Tuesday, January 19, 2016

Lethality of Israel's nuclear-armed submarine portrayed

Stephen Lendman, The Peoples Voice
16 January 2015
Israel is thermonuclear armed and dangerous. Its arsenal likely includes 200 or more warheads, its delivery systems able to strike far distant targets.
It operates five Dolphin-class, nuclear-capable submarines, its newest just added to its fleet - “a formidable war machine, the most advanced, complex and most expensive” military hardware Israel possesses, according to President Reuven Rivlin.
Germany is Israel’s supplier, the first three vessels commissioned in 1999 and 2000, the fourth and fifth ones agreed to in 2006.
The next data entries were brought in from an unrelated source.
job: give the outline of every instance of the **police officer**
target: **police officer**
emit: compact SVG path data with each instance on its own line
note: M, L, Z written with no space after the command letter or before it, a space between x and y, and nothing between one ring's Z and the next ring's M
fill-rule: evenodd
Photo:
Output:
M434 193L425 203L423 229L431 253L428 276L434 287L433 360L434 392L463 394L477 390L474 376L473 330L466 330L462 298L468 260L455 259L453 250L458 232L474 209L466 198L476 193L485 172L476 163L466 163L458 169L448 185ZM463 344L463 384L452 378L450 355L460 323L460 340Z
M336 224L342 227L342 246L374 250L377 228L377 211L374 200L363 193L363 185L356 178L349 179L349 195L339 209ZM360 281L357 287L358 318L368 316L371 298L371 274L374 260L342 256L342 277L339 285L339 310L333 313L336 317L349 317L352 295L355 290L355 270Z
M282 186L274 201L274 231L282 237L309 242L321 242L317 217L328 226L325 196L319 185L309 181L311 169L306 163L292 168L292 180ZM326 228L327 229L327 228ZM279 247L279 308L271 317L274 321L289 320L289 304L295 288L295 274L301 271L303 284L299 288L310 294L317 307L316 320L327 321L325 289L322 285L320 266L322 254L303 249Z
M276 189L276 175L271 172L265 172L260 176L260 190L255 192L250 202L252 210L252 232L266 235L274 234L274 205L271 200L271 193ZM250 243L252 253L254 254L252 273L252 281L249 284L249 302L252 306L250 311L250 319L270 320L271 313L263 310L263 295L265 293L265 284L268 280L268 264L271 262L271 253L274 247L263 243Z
They have a maximum speed of 20 knots, a range of 4,500 km. New boats are equipped with 650mm torpedo tubes, capable of launching thermonuclear-armed cruise missiles.
German officials acknowledge Israel’s intention to have a nuclear-capable submarine fleet, able to strike targets anywhere in the region and beyond - boats designed and built to its specifications.
In June 2012, Der Spiegel headlined “Operation Sampson: Israel’s Deployment of Nuclear Missiles on Subs from Germany,” saying:
Vessels represent “precision engineering made in Germany…suitable for equipping with nuclear weapons.”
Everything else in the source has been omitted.